[Foundation-l] Re: Copyright complaints
Robert Scott Horning
robert_horning at netzero.net
Sun Feb 12 17:26:23 UTC 2006
Ray Saintonge wrote:
> Kim Bruning wrote:
>
>> On Sat, Feb 11, 2006 at 12:12:53PM -0800, Michael Snow wrote:
>>
>>> For copyright infringements where we have an actual complaint by an
>>> affected party, (...)
>>>
>>
>> The problem is where there is no such complaint as yet, or where
>> people incorrectly claim "fair use" in an attempt to escape
>> deletion.
>
> It presumes bad faith to say that they claim fair use to escape deletion.
>
> Presuming good faith would put a motivation to improve the article first.
>
> How do you distinguish between a "correct" and an "incorrect" fair use
> claim.
>
> Ec
>
You have to use both context and quantity of usage for justification.
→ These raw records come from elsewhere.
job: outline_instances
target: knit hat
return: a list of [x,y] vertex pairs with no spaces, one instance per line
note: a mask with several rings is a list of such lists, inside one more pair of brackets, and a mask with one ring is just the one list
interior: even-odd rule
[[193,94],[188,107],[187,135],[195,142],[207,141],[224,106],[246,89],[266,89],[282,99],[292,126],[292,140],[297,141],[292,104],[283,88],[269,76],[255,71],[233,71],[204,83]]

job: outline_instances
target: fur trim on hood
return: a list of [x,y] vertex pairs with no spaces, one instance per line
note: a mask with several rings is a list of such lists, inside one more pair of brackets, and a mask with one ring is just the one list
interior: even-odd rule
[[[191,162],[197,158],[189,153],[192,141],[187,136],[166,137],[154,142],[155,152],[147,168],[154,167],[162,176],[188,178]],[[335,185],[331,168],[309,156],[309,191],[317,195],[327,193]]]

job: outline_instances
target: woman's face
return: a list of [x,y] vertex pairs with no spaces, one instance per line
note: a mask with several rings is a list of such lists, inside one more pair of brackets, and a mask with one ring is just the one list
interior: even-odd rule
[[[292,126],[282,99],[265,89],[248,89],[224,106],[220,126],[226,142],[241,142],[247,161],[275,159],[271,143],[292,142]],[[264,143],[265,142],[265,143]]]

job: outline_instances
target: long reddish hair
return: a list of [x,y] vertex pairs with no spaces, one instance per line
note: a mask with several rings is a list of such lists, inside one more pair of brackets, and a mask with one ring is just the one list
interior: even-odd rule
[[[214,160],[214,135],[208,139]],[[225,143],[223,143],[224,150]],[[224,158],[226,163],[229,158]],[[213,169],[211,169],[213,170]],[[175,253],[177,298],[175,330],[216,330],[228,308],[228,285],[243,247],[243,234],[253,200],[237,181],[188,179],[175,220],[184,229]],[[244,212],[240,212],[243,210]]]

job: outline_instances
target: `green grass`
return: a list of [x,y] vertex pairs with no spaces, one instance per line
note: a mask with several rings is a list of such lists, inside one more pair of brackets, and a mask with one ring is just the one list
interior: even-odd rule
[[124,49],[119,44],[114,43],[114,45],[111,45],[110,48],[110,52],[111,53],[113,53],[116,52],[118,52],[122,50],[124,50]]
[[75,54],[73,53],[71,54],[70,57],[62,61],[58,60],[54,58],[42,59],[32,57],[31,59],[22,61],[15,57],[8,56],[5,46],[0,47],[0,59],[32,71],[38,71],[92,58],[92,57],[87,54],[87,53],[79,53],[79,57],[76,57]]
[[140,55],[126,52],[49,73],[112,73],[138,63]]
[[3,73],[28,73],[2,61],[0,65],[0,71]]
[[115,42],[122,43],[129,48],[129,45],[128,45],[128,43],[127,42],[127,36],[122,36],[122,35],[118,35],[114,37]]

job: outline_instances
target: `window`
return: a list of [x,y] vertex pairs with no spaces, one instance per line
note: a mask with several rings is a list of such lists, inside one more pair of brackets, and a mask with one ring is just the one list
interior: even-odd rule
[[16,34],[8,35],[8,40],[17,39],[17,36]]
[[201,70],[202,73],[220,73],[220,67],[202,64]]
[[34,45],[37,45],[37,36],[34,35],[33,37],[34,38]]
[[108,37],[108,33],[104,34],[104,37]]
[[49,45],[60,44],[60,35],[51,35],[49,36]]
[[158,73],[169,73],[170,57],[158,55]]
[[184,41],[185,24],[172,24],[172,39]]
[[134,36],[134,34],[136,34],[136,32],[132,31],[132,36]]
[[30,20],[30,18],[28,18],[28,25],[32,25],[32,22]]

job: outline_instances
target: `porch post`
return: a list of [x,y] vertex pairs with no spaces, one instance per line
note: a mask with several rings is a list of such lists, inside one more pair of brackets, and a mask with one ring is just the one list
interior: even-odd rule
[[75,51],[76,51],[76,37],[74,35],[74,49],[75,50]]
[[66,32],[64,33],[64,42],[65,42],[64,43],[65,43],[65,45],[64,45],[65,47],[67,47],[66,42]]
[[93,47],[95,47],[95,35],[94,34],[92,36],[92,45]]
Clearly it is better to obtain permission than to simply claim
fair-use, and the bigger issue is really just fair use images. Fair-use
text can be distinguished mainly as a short quote or merely used in
reference, and the bulk of a page can't be fair-use from a single
source. For both text and images courts do use how the content is
competing against the original product (book, magazine, newspaper), with
distribution formats that differ widely to be given a larger degree of
lattitude. Reproducing a newspaper article in a book has been found to
be legal by some courts, for instance. I wouldn't rely on that as
ironclad protection, however, and it is a very grey area I would
recommend that we stay away from on Wikimedia projects.
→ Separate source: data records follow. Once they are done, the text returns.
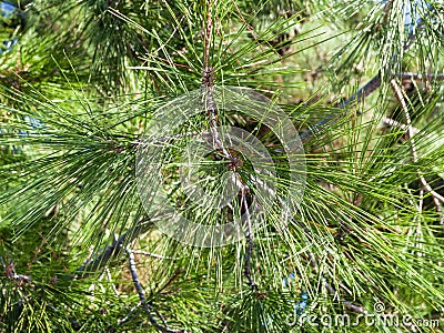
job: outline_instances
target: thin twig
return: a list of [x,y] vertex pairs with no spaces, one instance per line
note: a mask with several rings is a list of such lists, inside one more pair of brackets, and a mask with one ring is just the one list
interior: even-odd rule
[[[403,46],[403,52],[407,51],[412,44],[413,41],[415,40],[415,34],[410,33],[407,40],[405,41]],[[396,59],[397,54],[394,54],[394,59]],[[393,73],[393,77],[400,75],[400,73]],[[345,100],[343,103],[341,103],[337,108],[339,109],[344,109],[346,105],[351,104],[352,102],[356,101],[357,103],[361,103],[364,101],[366,97],[369,97],[371,93],[373,93],[376,89],[381,87],[382,83],[382,78],[381,78],[381,71],[377,72],[376,75],[374,75],[367,83],[364,84],[360,90],[357,90],[351,98]],[[299,138],[301,140],[306,139],[313,134],[316,134],[320,131],[320,128],[323,128],[326,123],[334,124],[341,119],[347,117],[351,114],[349,111],[342,112],[341,114],[329,114],[326,118],[321,119],[317,123],[315,123],[313,127],[310,127],[310,129],[305,130],[302,132]],[[355,112],[355,115],[361,114],[361,112]]]
[[245,196],[245,189],[241,190],[241,209],[243,206],[244,211],[245,211],[245,218],[246,218],[246,232],[248,232],[248,239],[249,239],[249,248],[246,251],[246,259],[245,259],[245,275],[246,279],[249,279],[249,283],[251,289],[253,290],[258,290],[258,285],[254,282],[253,278],[251,276],[251,259],[253,255],[253,232],[252,232],[252,228],[251,228],[251,219],[250,219],[250,211],[249,211],[249,204],[246,202],[246,196]]
[[139,221],[134,228],[123,233],[119,239],[114,239],[111,245],[100,251],[93,259],[77,269],[71,276],[73,279],[83,279],[104,268],[111,260],[120,255],[124,244],[131,243],[139,235],[148,232],[152,226],[153,222],[150,220],[143,219]]
[[[179,332],[179,331],[169,329],[164,317],[158,311],[154,311],[153,306],[150,303],[147,302],[145,293],[143,291],[143,287],[142,287],[140,281],[139,281],[139,276],[138,276],[138,272],[137,272],[137,268],[135,268],[134,252],[131,251],[130,249],[127,249],[127,253],[128,253],[129,268],[130,268],[130,272],[131,272],[132,282],[134,284],[135,291],[139,294],[139,300],[140,300],[139,304],[142,305],[142,307],[144,309],[147,314],[150,316],[150,322],[158,330],[160,330],[162,332],[168,332],[168,333],[176,333],[176,332]],[[154,317],[153,312],[155,312],[155,314],[160,317],[160,320],[162,321],[162,324],[160,324],[158,322],[158,320]]]
[[[312,252],[309,252],[309,255],[310,255],[310,265],[312,266],[313,272],[315,274],[319,274],[317,262],[316,262],[314,254]],[[321,275],[321,278],[323,278],[325,280],[323,274]],[[355,305],[350,301],[345,301],[345,299],[340,296],[339,292],[329,282],[326,282],[326,280],[324,282],[324,286],[333,297],[337,296],[341,300],[341,302],[344,304],[345,309],[349,309],[350,311],[353,311],[356,313],[363,313],[363,314],[369,313],[364,306]]]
As general project policy regarding fair use, I think it is best to not
just stay strictly within the law, but steer clear of legal grey areas
where possible that could still get our projects in trouble. With the
extra trouble of trying to even find what might be fair-use, I
completely understand projects like Commons that simply don't even want
to allow it at all. Wikibooks doesn't even have a fair use policy yet,
but this is perhaps something we need to consider on that project.
Obviously Wikipedia opened a can of worms to even allow fair use at all.